Please post few photographs of white gold Saxonia 37 as well. Surprisingly it is nowhere on Internet. I intend to buy one if I like. Thanks


----------



## Pride

Ugh, I want the 37mm so bad. No more pictures?


----------



## TedPhatana

Hi there,

I was at the Lange boutique in NYC. Here are the bad iphone pics I took.


----------



## nicktanbt

Tried them both - I think the 37mm looks better and is more balanced vs the 40mm, especially when you flip it around to view the movement. Initially I had concerns that the 37mm might be too small for me (6.5" wrist), but after trying it on I decided 37mm was perfect for a dress watch. Being priced substantially lower than the 40mm with similar finishing quality is definitely a great plus too!


----------



## corn18

Where can I buy the 37mm in rose gold (201.033)? Can't find one on the interweb anywhere. I think this is the perfect dress watch and the price is remarkable for ALS. Tom


----------



## ScorpionRS

37 is perfect and timeless for a dress watch 

Sent from my ONEPLUS A3003 using Tapatalk


----------



## vanallard

37mm is big enough for most wrists, especially if you're going for the dressy, sleek look.


----------



## EDL77

37mm looks great!


----------



## Essthetix

38.5mm. And if they don't have that, go for the 37mm.


----------



## nicktanbt

Sent from my iPhone using Tapatalk


----------



## corn18

nicktanbt said:


> Sent from my iPhone using Tapatalk


Druel.... that's my grail watch.


----------



## JWNY

I would buy the 37mm in white gold


----------



## vercimber

Gorgeous.


----------



## nicktanbt

Thanks everyone - it is definitely a beautiful piece. I was concerned initially that it would wear too small but I like how it sits on my wrist the way I think a dress watch should.


Sent from my iPad using Tapatalk


----------



## Sheldon John Clark James

37 all the way!


----------



## MR CARDOSO

Sheldon John Clark James said:


> 37 all the way!


ditto.


----------



## Babka

I've only seen the 40mm in person and liked it a lot.
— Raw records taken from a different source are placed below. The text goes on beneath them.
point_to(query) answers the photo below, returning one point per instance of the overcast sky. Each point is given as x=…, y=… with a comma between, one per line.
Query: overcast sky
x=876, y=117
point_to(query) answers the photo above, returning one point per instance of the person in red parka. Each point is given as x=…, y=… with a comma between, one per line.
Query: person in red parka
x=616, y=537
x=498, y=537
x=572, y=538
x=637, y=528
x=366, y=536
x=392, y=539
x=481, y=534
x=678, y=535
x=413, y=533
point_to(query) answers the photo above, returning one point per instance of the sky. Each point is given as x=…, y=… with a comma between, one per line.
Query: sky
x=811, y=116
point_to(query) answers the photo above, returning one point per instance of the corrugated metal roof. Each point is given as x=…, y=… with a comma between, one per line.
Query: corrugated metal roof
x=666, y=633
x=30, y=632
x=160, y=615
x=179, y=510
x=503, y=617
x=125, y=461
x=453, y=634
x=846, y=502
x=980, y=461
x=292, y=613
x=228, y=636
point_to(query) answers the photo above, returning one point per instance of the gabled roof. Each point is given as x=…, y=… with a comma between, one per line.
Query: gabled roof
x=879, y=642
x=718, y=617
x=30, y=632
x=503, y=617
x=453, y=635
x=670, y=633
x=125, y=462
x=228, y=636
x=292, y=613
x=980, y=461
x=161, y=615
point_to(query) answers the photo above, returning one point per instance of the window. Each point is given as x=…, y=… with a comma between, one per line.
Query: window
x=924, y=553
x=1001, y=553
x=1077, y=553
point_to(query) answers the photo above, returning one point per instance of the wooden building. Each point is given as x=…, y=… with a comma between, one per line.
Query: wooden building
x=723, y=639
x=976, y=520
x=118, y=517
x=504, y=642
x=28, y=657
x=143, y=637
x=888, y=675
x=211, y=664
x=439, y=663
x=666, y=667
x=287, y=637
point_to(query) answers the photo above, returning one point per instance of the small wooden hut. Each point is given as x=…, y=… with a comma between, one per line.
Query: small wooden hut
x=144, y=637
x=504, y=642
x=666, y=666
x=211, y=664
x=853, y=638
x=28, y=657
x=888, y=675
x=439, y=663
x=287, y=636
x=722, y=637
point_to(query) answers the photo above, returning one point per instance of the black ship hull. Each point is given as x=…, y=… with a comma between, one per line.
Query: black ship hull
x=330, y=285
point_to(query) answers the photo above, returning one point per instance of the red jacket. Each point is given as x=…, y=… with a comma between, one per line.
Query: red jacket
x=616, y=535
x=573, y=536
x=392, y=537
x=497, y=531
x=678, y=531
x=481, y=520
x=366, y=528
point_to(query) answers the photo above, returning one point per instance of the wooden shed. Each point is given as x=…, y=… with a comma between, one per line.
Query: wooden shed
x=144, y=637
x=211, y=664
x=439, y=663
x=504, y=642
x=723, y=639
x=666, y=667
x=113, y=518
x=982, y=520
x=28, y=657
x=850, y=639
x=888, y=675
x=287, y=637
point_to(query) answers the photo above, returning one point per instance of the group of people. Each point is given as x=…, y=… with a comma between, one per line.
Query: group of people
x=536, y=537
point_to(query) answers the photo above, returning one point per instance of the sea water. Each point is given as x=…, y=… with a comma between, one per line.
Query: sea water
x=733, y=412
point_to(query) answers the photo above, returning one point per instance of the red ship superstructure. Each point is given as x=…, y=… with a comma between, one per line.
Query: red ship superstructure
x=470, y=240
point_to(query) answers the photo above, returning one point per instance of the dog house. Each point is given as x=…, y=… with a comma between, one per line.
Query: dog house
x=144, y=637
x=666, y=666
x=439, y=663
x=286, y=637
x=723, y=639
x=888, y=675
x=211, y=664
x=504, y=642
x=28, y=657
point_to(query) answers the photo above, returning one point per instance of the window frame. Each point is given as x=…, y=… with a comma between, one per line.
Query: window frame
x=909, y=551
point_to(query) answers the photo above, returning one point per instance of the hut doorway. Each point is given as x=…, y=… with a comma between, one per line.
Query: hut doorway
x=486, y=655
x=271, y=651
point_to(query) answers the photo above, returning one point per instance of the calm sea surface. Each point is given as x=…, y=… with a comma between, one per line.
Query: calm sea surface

I, personally, would go for that one. But congrats in advance


----------



## UnfortunateDateWindow

Another vote for 37. Having seen it in a boutique recently, I suspect the ultra-simplistic dial design would look a little too spaced out at 40mm.


----------



## aaroniusl

Vote for 37 too, saw the 40 before. The dial is abit too sparse for my liking.


----------



## sdwatchlvr

37 is classy


----------



## Stewpot

Another for 37mm. I always like to have the lugs fall a little short of the edge of my wrist, so from the top down you can see 5-10mm strap either side.


Sent from my Nokia 3210 using Tapatalk


----------



## MZhammer

The 40mm, especially without the stepped dial that the 1815 has, seems much too expansive. Go with the 37mm.


----------



## MR CARDOSO

corn18 said:


> Druel.... that's my grail watch.


likewise


----------



## ChrisMia

37 in white gold for me. Absolutely my grail watch. But then again I like smaller watches. In this particular instance though, I also think that the smaller diameter also results in the better-proportioned piece.


----------



## crappbag

Personally prefer smaller size watches. 37mm gets my vote.

Seems to follow a trend toward smaller dial watches - particularly for dress pieces.


----------



## LIEVAIN

Go 37mm, just perfect!


----------



## yessir69

I'm going to NYC in April. Can't wait to try the 37mm. 

Sent from my SM-G935T using Tapatalk


----------



## conkmwc

37 in yellow gold. Classic!


----------



## foversta

The 37mm is more balanced, more beautiful and cheaper. No hesitation.


----------



## yessir69

Tried the rg model in Vegas yesterday. It's exquisite. They didn't have a wg in Stock. 

Sent from my SM-G935T using Tapatalk


----------



## Icycas

37mm. 40mm is too... empty.


----------



## Vural

I think 40 mm looks better than 37.


Sent from my iPhone using Tapatalk Pro


----------



## ragingcao

Icycas said:


> 37mm. 40mm is too... empty.


Ditto


----------



## ragingcao

ALS Saxonia Thin 37. 
Pure and perfect










Don't forget the case back. Art in motion


----------



## closeset

37mm more practical for me


----------



## champ13

37mm for me too


----------



## KhalidMay

They're such nice watches. I'd probably go for the 40mm.


----------



## Kavorka02

There is also the 2nd generation 37mm Manual. It?s still slim at 7.7mm & fits well on my 6.5 wrist ! Good luck. -Joe


----------



## onbrt67

37 for me...


----------



## KLC

37mm all the way


----------



## sauuce

Honestly this watch @ 37mm would be a must buy for me if it had a center seconds hand

Sent from my SM-N920L using Tapatalk


----------



## Unsubscriber

37 mm for me.


----------



## Tonystix

Another vote for 37.


----------